The Oxford Studies: Part II — Results and Implications

The Oxford Studies: Validating Muscle Response Testing

Part II — Results and Implications

Guest post by Dr. Anne Jensen

As mentioned in Part I of this article, I completed my DPhil (PhD) at Oxford University, where my research focused on assessing the validity of Muscle Response Testing (MRT) in a specific application: to distinguish true from false spoken statements. The rationale for the methods used was outlined previously, and in this part, I will discuss the specific methods of each study, report the results of this research and discuss its implications.

This series of studies consisted of 5 diagnostic test accuracy studies (see Table 1 below), and while the general methodologies of all studies remained consistent, specific elements were changed in an attempt to better understand how they influenced MRT accuracy.


Table 1 — An outline of this series of studies assessing the validity of MRT

Study 1 — Estimating the Accuracy of MRT

Study 2 — Replication of Study 1

Study 3 — Replacing the Practitioner with Grip Strength Dynamometry

Study 4 — Using Emotionally-arousing Stimuli

Study 5 — Estimating MRT Precision using a Round-robin Format


Summary of Testing Scenario

In all the studies, the patient viewed a computer screen on which was displayed pictures of everyday items (e.g. apple, basketball, tree, train, etc), and which instructed them (via an earpiece) what to say in relation to the picture. About half of the time, they were instructed to say true statements, and half of the time, false statements, and the order was randomly generated by the computer.

As mentioned in Part 1, the paradigm under investigation was that true statements result in a strong MRT outcomes, and false statements result in a weak MRT outcomes. Only the deltoid muscle was used for testing, however, how the participants were positioned was left up to the discretion of the practitioner, as long as they could not view each other’s computer screen. Also, practitioners could perform any pre-testing procedures, as they were encouraged to do what they would normally do in practice.

All participants gave informed consent and completed demographic questionnaires prior to beginning the actual testing. The questionnaires also asked participants about their MRT experience, their confidence in MRT, etc. During the testing, for each MRT or intuitive guess, the sequence proceeded in this manner:

Participants proceeded in this manner until they completed all MRTs / guesses, and then completed another short questionnaire, after which they were done.

Specific Study Methods

As mentioned above, while each study followed the same basic protocol, certain details were changed to investigate different factors. Now I will summarize the details of each study.

Study 1 (Main Study) — Estimating the Accuracy of MRT

In the first study, 48 pairs of participants were recruited: 48 practitioners who use MRT and 48 patients who had no previous MRT experience. During this study, the practitioner also viewed a computer screen on which was shown either the same picture as the patient or a blank black screen (see Figure 2 below). In the second case, the practitioner was blind to the statement’s truth, and it was only the blind tests that were used to calculate accuracy. Pairs performed 40 MRTs (broken up into blocks of 10), which alternated with blocks of 10 intuitive guesses.

Figure 2 – Study 1 testing scenario layout.

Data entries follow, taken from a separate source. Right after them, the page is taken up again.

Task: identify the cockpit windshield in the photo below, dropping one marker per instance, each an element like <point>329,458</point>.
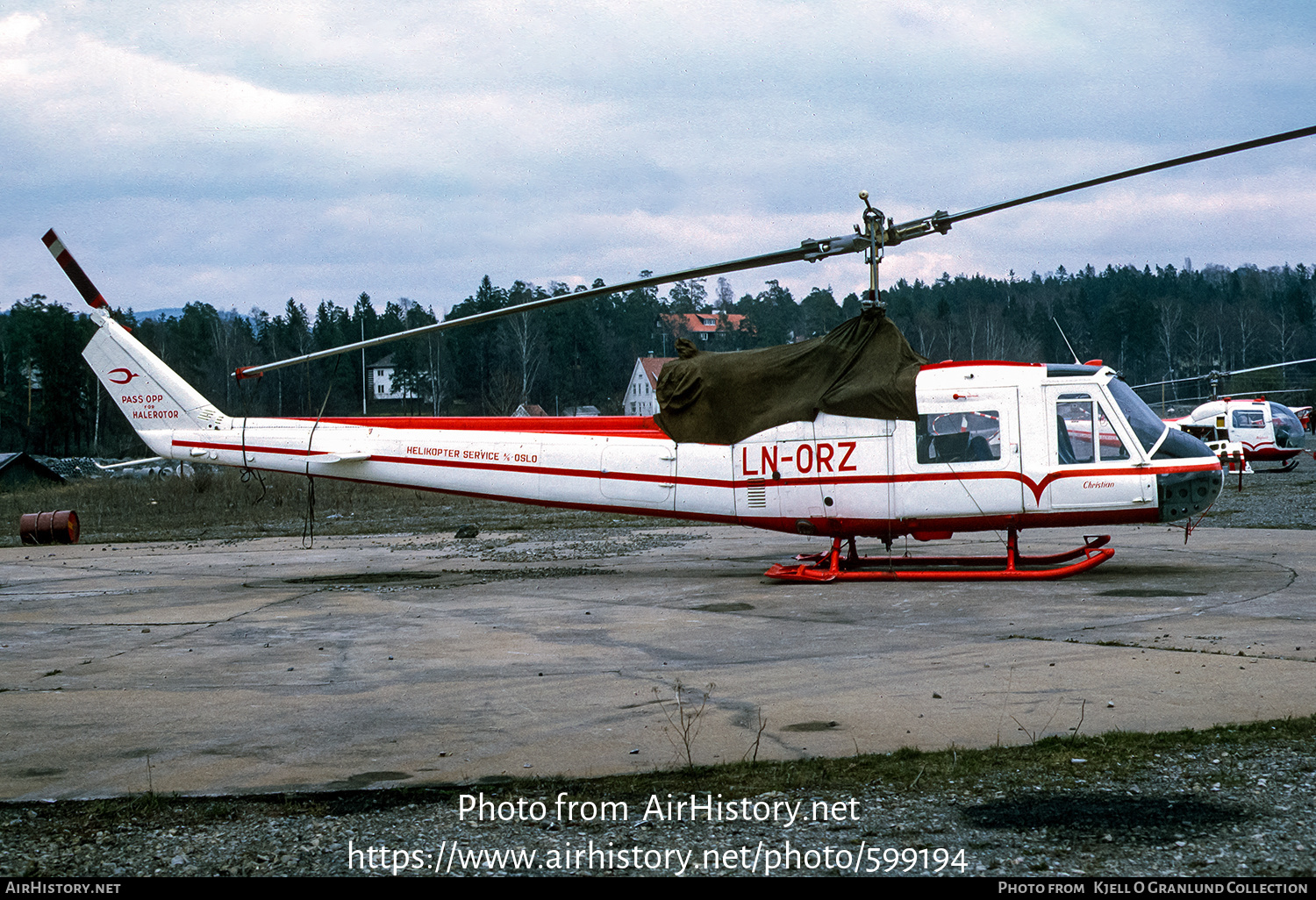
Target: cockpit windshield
<point>1147,425</point>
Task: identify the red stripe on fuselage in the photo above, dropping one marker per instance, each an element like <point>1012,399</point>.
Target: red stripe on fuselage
<point>640,426</point>
<point>1036,487</point>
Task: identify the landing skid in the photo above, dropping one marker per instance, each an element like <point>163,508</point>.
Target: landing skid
<point>832,566</point>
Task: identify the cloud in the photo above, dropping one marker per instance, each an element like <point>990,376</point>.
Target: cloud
<point>237,153</point>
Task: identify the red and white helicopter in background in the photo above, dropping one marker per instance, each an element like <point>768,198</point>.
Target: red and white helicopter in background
<point>971,446</point>
<point>1258,429</point>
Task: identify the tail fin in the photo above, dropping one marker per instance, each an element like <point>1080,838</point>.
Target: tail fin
<point>153,396</point>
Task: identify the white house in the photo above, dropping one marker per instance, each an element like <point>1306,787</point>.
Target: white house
<point>640,399</point>
<point>382,381</point>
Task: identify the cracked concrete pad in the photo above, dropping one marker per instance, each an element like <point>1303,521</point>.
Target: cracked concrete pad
<point>400,660</point>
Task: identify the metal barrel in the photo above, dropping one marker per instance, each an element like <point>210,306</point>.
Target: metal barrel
<point>49,528</point>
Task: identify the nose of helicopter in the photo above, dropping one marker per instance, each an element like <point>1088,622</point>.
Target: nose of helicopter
<point>1184,495</point>
<point>1289,431</point>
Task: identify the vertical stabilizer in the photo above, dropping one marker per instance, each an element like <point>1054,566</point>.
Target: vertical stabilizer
<point>153,396</point>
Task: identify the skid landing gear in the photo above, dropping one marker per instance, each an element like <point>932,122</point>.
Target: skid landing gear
<point>832,566</point>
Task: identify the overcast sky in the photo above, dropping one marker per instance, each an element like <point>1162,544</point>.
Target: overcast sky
<point>240,155</point>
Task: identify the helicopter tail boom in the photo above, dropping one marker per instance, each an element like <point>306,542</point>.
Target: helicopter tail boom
<point>153,396</point>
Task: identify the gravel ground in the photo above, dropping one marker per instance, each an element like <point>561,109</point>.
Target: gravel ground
<point>1231,807</point>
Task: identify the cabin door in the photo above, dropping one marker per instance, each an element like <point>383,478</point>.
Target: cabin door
<point>963,461</point>
<point>1090,462</point>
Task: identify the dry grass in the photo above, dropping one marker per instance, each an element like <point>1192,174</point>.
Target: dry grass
<point>218,504</point>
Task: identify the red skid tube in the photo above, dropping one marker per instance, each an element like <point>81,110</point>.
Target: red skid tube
<point>1011,568</point>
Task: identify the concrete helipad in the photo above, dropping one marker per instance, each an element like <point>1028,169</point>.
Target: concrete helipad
<point>262,666</point>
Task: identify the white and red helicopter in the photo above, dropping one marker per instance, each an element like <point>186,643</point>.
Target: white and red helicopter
<point>920,450</point>
<point>1261,431</point>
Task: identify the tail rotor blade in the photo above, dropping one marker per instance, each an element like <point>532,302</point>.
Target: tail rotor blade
<point>74,271</point>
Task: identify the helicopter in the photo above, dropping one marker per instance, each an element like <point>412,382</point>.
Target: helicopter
<point>1262,431</point>
<point>844,436</point>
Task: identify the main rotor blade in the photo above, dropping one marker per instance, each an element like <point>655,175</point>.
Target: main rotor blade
<point>808,250</point>
<point>1131,173</point>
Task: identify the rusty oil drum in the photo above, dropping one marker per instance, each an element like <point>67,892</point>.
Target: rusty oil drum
<point>49,528</point>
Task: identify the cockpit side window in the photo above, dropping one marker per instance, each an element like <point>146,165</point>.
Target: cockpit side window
<point>1249,418</point>
<point>1147,426</point>
<point>1074,441</point>
<point>1111,446</point>
<point>958,437</point>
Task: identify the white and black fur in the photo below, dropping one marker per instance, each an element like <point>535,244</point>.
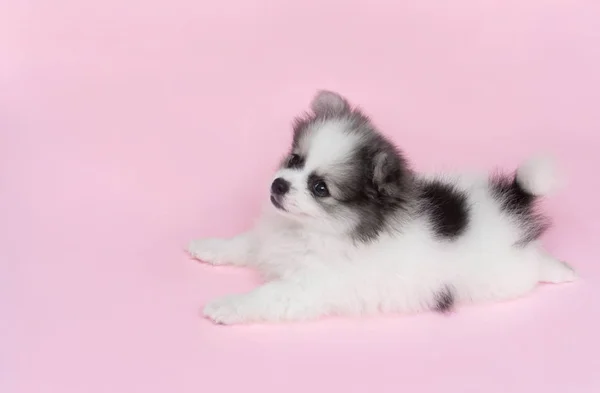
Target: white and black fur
<point>351,229</point>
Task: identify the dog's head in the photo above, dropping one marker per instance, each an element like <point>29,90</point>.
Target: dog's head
<point>341,174</point>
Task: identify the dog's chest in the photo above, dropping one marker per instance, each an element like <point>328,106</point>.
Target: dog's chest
<point>287,250</point>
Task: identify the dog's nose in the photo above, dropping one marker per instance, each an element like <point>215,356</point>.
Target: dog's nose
<point>280,186</point>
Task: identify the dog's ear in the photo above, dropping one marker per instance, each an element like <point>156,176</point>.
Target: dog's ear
<point>329,103</point>
<point>389,172</point>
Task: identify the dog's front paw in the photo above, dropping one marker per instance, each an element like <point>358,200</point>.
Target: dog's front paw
<point>207,250</point>
<point>229,310</point>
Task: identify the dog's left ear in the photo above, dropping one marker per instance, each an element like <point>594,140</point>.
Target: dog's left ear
<point>329,102</point>
<point>388,172</point>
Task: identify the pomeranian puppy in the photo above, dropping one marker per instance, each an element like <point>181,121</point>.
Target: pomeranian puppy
<point>351,229</point>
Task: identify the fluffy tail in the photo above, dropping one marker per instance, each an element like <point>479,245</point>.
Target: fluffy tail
<point>538,176</point>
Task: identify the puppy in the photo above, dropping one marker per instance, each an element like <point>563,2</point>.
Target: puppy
<point>352,230</point>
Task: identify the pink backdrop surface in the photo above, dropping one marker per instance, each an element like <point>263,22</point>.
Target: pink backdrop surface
<point>129,127</point>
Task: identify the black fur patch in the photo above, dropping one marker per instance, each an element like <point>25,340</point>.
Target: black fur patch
<point>444,300</point>
<point>295,161</point>
<point>446,208</point>
<point>515,201</point>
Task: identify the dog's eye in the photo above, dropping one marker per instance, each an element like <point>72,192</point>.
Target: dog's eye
<point>320,189</point>
<point>294,161</point>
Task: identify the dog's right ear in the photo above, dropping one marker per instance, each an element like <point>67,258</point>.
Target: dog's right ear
<point>329,103</point>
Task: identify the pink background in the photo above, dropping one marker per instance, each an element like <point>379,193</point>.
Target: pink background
<point>130,127</point>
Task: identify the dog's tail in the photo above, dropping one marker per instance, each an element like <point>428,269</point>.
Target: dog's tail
<point>538,176</point>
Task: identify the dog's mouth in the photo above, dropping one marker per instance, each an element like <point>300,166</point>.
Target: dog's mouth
<point>276,203</point>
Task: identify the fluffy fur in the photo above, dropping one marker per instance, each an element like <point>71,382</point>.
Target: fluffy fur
<point>351,229</point>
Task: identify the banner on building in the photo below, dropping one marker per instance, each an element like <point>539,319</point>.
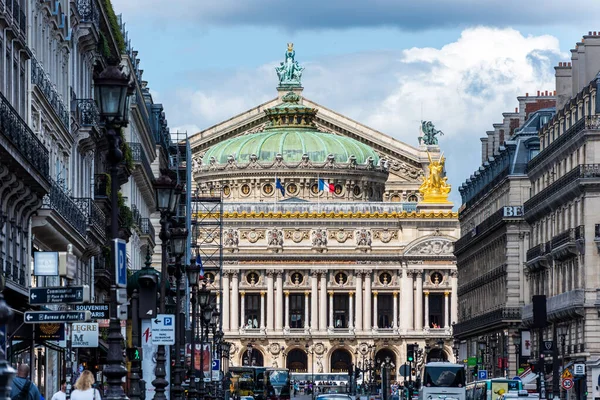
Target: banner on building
<point>525,343</point>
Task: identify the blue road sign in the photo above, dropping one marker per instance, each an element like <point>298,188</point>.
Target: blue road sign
<point>120,259</point>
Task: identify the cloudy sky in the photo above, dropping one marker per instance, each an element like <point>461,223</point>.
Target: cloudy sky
<point>385,63</point>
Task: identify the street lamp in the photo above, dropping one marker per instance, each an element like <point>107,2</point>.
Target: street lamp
<point>167,194</point>
<point>111,91</point>
<point>193,271</point>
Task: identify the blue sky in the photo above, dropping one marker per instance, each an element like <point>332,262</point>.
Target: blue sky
<point>385,63</point>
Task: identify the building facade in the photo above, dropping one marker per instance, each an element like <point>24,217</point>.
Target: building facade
<point>490,252</point>
<point>331,256</point>
<point>562,252</point>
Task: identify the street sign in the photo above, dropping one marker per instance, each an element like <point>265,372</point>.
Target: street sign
<point>99,311</point>
<point>59,295</point>
<point>163,329</point>
<point>120,254</point>
<point>49,317</point>
<point>45,263</point>
<point>579,369</point>
<point>84,335</point>
<point>567,384</point>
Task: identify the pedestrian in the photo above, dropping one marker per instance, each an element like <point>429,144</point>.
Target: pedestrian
<point>62,393</point>
<point>83,387</point>
<point>22,387</point>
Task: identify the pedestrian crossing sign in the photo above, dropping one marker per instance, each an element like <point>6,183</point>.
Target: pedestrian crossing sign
<point>567,374</point>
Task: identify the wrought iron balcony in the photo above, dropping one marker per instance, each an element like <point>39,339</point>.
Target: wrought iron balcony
<point>88,10</point>
<point>87,112</point>
<point>96,217</point>
<point>22,137</point>
<point>66,207</point>
<point>139,157</point>
<point>43,82</point>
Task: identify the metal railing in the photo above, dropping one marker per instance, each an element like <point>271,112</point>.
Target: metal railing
<point>139,156</point>
<point>87,112</point>
<point>64,205</point>
<point>88,10</point>
<point>22,137</point>
<point>43,82</point>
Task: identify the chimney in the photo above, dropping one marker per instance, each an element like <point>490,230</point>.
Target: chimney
<point>564,82</point>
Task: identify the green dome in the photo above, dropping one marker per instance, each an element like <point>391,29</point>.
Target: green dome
<point>291,133</point>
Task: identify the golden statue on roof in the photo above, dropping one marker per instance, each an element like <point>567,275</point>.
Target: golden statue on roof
<point>435,188</point>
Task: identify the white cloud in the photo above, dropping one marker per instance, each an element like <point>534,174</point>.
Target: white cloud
<point>463,87</point>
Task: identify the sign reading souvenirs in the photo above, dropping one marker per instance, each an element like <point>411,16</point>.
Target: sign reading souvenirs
<point>59,295</point>
<point>46,317</point>
<point>99,311</point>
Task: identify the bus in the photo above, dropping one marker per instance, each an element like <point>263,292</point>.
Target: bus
<point>492,389</point>
<point>442,381</point>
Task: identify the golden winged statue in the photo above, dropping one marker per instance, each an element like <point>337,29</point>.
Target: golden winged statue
<point>435,188</point>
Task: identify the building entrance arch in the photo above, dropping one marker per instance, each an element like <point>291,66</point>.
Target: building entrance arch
<point>297,361</point>
<point>341,360</point>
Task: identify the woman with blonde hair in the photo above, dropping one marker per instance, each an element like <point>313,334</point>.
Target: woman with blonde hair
<point>83,388</point>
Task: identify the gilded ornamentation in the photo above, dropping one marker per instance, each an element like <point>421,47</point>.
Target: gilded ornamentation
<point>253,235</point>
<point>435,188</point>
<point>296,235</point>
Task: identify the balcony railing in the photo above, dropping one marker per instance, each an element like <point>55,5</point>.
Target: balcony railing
<point>88,10</point>
<point>22,137</point>
<point>43,82</point>
<point>64,205</point>
<point>87,112</point>
<point>148,229</point>
<point>96,217</point>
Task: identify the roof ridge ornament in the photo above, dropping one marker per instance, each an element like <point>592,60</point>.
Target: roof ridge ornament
<point>289,71</point>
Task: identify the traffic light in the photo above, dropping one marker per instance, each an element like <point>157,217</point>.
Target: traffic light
<point>134,354</point>
<point>410,352</point>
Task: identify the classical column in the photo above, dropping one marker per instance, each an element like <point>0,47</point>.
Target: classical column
<point>262,311</point>
<point>395,319</point>
<point>426,293</point>
<point>270,300</point>
<point>446,310</point>
<point>287,310</point>
<point>323,303</point>
<point>226,306</point>
<point>235,322</point>
<point>314,302</point>
<point>306,305</point>
<point>375,322</point>
<point>331,309</point>
<point>367,315</point>
<point>279,303</point>
<point>359,304</point>
<point>410,305</point>
<point>350,310</point>
<point>243,308</point>
<point>454,298</point>
<point>419,302</point>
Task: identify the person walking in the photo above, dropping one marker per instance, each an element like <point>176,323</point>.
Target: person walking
<point>83,388</point>
<point>62,393</point>
<point>22,387</point>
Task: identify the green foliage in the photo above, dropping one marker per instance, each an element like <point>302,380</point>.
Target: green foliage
<point>114,25</point>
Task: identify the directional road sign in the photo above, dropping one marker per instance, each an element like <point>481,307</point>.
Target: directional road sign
<point>48,317</point>
<point>59,295</point>
<point>567,384</point>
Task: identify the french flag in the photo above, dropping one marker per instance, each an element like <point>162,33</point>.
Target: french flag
<point>327,187</point>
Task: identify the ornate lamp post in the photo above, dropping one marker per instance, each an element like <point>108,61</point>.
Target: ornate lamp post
<point>178,241</point>
<point>7,373</point>
<point>193,272</point>
<point>167,198</point>
<point>111,91</point>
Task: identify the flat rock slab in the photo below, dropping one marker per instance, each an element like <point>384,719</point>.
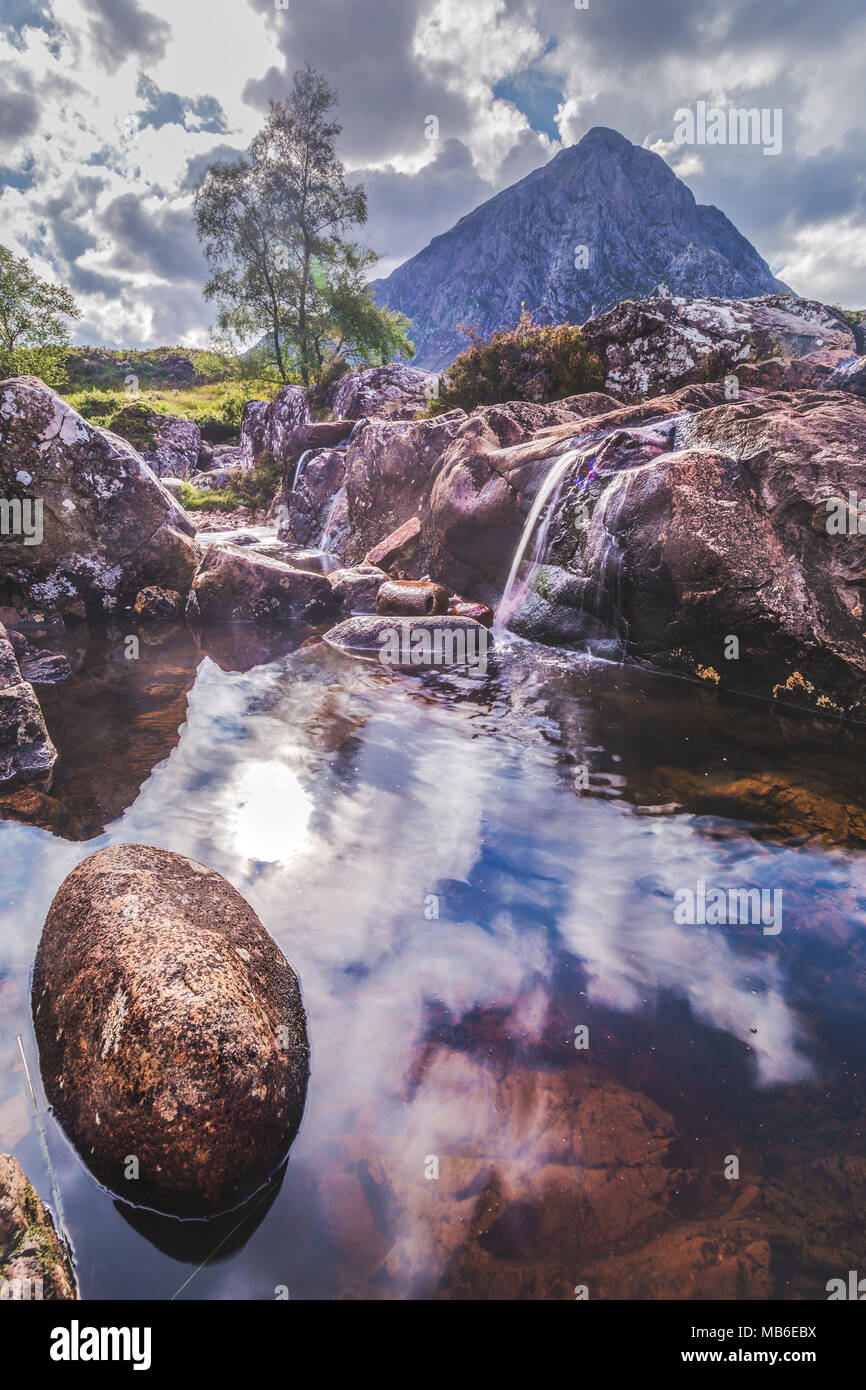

Study 2 — Replication of Study 1

The results of Study 1 (described below) were so impressive that my supervisors insisted I repeat it (i.e. replicate it). So, from the data collected in Study 1, another sample size calculation was performed and it was determined that only 20 pairs were needed to obtain similar results. Also, the practitioner’s computer was removed, making the practitioners blind in all repetitions. I found in the first study that the second computer added an unnecessary degree of complexity, and by removing it, made data collection flow much smoother. One other change that my supervisors asked me to implement was for me to leave the testing room while the pairs were testing. In Study 1, I was present — mainly to ensure the smooth running of things — but they thought that my presence may have had an influence on the results. So, in Study 2, I left the room. All other aspects of Study 2 were identical to Study 1.

Study 3 — Replacing the Practitioner with Grip Strength Dynamometry

One of the criticisms of MRT is that it is not objective, meaning that practitioners (and patients) could seemingly influence the outcome. With this in mind, we sought a way to standardize the assessment, and therefore, improve its objectivity. One of my supervisors suggested to run a study where muscle strength assessed by a practitioner was replaced by muscle strength assessed by a machine — with the view determine if a device could be useful in distinguishing false from true statements. So, in Study 3, MRT was replaced by grip strength testing via dynamometry, however aside from that, the same protocol was followed. Twenty patients were recruited to perform 20 grip strength tests (10 right hand, 10 left hand) following the speaking of true and false statements. In this study, the average grip strengths after true statements were compared to the average grip strength after false statements. A statistically significant difference would mean that the dynamometer could also be used to detect false statements.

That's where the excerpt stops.